MEDIO e LUNGO TERMINE: le correnti atlantiche provano a sfondare in Europa, ci riusciranno?
In sintesi, ecco cosa dovremo aspettarci da qui alla prima metà di settembre. Le depressioni oceaniche proveranno a scavare un corridoio sull'ovest d'Europa. Andrà questo tentativo a buon fine?
In questa prima metà di settembre, una vistosa depressione sarà responsabile di un cambiamento del tempo rivolto ai settori centro-orientali del Mediterraneo. Una battuta d’arresto all’estate mediterranea che, in ambito italiano, concretizzerà i propri effetti soprattutto sulle regioni centrali e meridionali, laddove prevediamo fenomeni di una certa entità, concentrati prevalentemente sul versante adriatico. La circolazione generale dell’atmosfera in ambito europeo, continuerà a svolgersi lungo i binari di una meridianizzazione che lascerà ben poco spazio alle dinamiche circolatorie di tipo oceanico. Ritroveremo infatti l’ovest d’Europa ancora influenzato dal’alta pressione, rendendo assai difficoltoso l’instaurarsi di circolazioni depressionarie in grado di coinvolgere soprattutto la Penisola Iberica.
Da qui una direttrice di provenienza delle correnti ancora di tipo settentrionale oppure orientale, sin verso l’esordio della seconda decade settembrina. Le regioni del nord Italia saranno ancora condannate a subire gli effetti di questa reiterata circolazione che porterà ad una prima metà di settembre che, per alcuni specifici settori, porterà con sè pesanti deficit negativi di precipitazione.

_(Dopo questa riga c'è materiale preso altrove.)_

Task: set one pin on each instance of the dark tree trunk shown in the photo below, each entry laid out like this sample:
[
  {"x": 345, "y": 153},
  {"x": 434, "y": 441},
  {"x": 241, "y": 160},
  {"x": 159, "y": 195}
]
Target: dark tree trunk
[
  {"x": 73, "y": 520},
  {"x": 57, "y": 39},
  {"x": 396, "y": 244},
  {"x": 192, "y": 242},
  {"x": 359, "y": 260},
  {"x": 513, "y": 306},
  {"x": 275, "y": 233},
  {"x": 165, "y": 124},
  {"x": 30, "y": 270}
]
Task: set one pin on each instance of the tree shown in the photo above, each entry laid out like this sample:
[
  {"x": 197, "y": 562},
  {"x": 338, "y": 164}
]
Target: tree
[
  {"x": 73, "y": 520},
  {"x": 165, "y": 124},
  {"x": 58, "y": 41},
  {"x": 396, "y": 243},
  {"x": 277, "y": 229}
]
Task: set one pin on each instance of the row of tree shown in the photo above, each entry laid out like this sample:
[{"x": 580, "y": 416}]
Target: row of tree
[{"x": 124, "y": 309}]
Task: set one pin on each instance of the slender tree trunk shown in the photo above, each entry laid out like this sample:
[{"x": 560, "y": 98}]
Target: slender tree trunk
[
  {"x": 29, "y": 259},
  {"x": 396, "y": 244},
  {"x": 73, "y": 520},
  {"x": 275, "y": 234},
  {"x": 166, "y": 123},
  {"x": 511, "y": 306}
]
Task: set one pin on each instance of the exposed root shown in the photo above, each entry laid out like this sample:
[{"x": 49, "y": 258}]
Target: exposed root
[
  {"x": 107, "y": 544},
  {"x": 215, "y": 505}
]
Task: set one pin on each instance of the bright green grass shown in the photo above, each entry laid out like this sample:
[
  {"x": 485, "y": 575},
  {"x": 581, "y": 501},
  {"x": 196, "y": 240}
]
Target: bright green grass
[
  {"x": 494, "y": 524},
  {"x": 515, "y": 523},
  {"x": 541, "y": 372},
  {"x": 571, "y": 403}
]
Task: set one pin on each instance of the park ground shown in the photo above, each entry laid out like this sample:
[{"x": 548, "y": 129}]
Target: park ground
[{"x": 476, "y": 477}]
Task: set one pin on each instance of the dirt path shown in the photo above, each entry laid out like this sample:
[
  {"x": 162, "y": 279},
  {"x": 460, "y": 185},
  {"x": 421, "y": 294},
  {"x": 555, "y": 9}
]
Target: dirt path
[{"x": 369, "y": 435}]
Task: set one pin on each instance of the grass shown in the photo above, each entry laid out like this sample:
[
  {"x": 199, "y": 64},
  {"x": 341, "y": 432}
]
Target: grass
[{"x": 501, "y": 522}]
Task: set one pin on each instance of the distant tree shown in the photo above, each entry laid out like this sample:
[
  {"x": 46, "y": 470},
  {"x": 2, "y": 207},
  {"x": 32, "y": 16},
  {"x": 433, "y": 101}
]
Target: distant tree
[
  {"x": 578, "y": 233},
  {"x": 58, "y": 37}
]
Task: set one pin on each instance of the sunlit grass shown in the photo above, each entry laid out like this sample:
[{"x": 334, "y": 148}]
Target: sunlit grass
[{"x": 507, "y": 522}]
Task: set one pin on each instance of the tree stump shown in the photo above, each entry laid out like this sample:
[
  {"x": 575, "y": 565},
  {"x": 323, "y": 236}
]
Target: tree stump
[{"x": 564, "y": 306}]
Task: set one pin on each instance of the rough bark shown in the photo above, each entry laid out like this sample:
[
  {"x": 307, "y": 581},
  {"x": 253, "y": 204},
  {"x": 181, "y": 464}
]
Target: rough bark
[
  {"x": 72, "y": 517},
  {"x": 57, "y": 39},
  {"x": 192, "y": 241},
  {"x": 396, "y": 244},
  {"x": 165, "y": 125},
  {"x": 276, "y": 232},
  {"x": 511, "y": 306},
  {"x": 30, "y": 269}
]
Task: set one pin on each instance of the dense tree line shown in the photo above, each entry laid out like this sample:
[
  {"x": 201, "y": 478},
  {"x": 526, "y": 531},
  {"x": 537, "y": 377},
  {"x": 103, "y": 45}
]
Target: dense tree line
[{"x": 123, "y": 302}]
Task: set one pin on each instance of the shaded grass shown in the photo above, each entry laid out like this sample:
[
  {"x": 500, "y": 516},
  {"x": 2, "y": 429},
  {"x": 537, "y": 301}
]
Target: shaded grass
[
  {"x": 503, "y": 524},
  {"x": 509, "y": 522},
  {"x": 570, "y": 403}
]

A tal proposito, le previsioni del modello europeo e della controparte americana, mettono in risalto a cavallo tra il termine della prima e l’esordio della seconda decade settembrina, un tentativo di sfondamento delle correnti occidentali oceaniche verso la Penisola Iberica, con le prime manifestazioni d’instabilità che farebbero qui capolino dopo molte settimane di anticiclone "quasi" assoluto". Un tentativo in larga misura visto poi esaurirsi cammin facendo, lasciando in eredità una nuova espansione anticiclonica che ci traghetterebbe senza problemi sino alla seconda metà del mese.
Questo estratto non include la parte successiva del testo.